Longer-term expectations for three and five years ahead were generally below short-term expectations throughout this period, and the overall picture was one of inflation expected to decline gradually from its 2022 peak.

With that as background, we turn to the ECB's Governing Council, which will focus on the current situation.

The shock to expectations: January to April 2026

Chart 2 shows expectations at all three horizons in January, March and April of this year. In January, with actual inflation at 1.7%, expectations were around 2.5%, suggesting the public viewed inflation as temporarily low. Notably, this implies the public saw the 2% target as something of a floor as much as a ceiling — itself a telling sign of how ECB credibility is perceived.

By March, following the outbreak of conflict in the Middle East at the end of February, the picture had changed markedly. Actual inflation had risen to 2.6%, but expectations for the next 12 months had jumped to 4%, while three-year expectations stood at 3% and five-year expectations at 2.4%.

By April, with actual inflation having risen further to 3%, short-term expectations held steady at 4%. Longer-term expectations edged down marginally — to 2.9% three years ahead — while the five-year figure was unchanged at 2.4%.

Short-term alarm, longer-term resilience

What do these numbers tell us?

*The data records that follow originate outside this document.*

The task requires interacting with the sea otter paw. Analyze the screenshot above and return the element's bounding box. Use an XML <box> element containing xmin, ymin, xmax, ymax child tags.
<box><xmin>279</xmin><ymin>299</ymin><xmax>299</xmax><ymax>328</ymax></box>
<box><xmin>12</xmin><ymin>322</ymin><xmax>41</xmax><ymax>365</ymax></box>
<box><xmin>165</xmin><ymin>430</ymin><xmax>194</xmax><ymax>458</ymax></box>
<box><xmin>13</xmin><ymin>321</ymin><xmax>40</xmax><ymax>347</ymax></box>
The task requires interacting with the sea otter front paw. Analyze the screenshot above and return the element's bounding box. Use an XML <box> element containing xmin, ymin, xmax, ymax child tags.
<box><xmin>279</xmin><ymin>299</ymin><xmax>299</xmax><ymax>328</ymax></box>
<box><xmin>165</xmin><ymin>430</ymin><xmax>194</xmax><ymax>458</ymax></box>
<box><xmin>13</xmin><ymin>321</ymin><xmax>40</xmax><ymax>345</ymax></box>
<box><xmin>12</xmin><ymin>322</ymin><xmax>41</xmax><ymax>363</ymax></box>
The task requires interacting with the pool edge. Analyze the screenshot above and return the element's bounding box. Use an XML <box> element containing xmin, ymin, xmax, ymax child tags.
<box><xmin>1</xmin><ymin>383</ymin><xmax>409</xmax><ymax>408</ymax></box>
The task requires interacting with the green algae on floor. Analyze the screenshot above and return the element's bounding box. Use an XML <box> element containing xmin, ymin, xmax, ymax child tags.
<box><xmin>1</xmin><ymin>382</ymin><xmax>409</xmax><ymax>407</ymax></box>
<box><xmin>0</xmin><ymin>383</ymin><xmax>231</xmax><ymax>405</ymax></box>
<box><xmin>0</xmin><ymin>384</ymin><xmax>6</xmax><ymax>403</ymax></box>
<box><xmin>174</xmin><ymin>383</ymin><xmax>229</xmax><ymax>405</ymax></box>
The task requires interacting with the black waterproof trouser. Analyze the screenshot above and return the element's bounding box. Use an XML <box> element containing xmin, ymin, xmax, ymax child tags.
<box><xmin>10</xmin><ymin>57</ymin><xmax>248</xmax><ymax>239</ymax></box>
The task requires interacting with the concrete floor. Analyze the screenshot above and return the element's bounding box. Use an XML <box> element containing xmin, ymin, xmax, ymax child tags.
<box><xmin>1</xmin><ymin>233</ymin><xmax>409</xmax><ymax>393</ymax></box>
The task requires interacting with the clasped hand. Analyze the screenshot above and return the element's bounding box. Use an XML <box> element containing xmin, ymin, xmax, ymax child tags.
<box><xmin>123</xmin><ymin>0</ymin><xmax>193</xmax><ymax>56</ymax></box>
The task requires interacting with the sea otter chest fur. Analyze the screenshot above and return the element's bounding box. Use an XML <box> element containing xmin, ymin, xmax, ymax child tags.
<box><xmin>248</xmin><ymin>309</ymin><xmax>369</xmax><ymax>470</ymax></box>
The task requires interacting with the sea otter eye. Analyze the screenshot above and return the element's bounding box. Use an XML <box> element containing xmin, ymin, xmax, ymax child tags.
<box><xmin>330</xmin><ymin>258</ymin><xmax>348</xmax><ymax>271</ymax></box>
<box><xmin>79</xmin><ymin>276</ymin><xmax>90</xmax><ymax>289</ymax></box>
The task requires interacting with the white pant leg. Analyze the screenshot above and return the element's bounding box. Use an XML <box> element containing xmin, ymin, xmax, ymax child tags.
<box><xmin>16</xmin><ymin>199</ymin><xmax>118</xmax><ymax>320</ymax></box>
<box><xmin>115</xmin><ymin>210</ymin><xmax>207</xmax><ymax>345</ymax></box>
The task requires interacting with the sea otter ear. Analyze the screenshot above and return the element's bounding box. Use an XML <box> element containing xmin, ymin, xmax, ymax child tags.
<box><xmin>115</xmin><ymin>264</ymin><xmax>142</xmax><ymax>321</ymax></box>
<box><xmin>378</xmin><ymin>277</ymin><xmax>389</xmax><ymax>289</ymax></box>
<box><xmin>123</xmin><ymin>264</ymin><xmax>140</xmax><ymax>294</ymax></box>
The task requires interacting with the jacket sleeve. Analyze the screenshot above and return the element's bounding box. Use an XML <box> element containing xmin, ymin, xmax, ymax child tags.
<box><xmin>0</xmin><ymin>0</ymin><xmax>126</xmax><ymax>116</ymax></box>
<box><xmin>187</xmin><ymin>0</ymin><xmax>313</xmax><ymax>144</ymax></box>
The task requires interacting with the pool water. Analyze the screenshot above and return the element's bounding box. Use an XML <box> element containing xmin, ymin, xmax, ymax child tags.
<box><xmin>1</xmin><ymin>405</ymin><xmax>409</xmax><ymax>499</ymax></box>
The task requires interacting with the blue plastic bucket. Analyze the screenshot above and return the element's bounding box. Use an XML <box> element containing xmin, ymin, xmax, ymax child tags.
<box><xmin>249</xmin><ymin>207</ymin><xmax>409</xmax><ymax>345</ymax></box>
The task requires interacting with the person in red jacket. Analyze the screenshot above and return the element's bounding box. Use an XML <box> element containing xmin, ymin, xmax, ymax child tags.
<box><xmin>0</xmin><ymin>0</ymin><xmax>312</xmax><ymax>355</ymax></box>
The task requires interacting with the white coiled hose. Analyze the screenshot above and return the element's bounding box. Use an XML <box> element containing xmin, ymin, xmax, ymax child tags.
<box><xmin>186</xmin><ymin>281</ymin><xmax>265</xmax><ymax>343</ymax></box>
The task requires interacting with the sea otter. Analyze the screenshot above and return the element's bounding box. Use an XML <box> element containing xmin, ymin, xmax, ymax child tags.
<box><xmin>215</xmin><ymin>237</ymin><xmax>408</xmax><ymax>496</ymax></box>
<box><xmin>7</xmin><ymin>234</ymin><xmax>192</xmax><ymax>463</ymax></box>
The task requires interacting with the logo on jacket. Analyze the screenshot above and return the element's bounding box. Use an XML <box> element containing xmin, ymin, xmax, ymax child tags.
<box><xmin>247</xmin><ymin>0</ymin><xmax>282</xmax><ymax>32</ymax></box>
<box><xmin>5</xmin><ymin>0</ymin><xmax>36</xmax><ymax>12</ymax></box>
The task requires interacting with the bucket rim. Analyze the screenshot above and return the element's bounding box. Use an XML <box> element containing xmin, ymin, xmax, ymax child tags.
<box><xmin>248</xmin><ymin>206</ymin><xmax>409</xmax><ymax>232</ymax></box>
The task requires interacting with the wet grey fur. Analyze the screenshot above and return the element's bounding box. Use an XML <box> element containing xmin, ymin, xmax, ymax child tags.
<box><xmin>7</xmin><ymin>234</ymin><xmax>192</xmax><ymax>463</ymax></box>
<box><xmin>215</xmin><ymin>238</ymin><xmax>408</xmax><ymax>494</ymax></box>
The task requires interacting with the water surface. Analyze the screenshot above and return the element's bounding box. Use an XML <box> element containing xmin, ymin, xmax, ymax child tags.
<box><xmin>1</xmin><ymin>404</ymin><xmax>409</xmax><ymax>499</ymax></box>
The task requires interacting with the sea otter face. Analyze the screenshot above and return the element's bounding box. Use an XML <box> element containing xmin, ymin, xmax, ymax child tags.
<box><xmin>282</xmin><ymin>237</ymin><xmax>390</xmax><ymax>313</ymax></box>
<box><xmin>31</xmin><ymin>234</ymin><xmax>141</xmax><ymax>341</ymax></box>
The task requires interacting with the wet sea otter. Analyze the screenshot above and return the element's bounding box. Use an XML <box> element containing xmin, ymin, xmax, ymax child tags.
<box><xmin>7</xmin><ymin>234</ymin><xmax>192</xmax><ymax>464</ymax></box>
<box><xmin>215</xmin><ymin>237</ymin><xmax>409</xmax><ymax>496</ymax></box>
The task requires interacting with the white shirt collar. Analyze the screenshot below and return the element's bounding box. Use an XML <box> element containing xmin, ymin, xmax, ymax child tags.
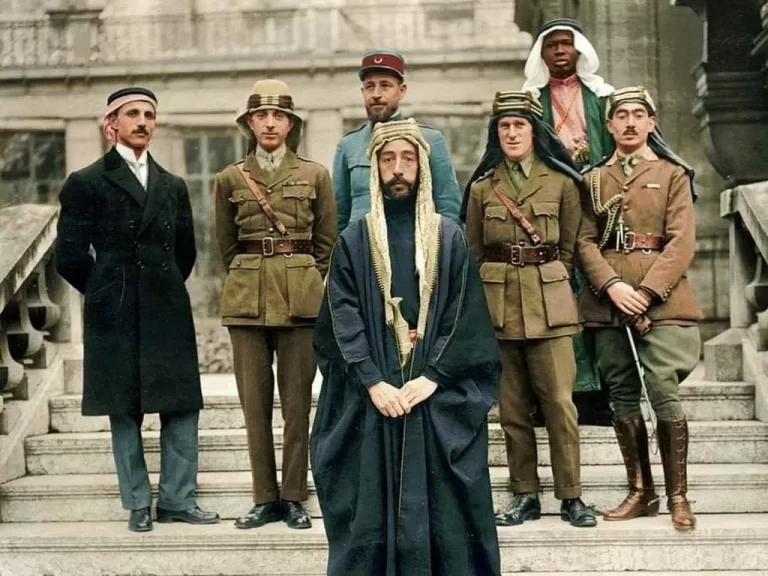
<box><xmin>115</xmin><ymin>142</ymin><xmax>148</xmax><ymax>166</ymax></box>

The sharp rise in short-term expectations reflects consumers experiencing higher energy prices and expecting them to persist for some time. More important for the ECB are the medium and longer-term figures. These have risen, but remain considerably closer to the 2% target, suggesting that the public broadly expects the current shock to be temporary rather than permanent.

That is reassuring, but it is not grounds for complacency. One might argue that since inflation expectations appear firmly anchored, there is no need for the ECB to do anything. But that would be entirely wrong: anchored expectations are a sign of credibility, not a reason for passivity. The public may expect inflation to remain low precisely because it trusts the ECB to act decisively to ensure it does. This helps explain why a rate hike in June is now widely expected even though underlying inflation pressures remain, for the moment, relatively contained.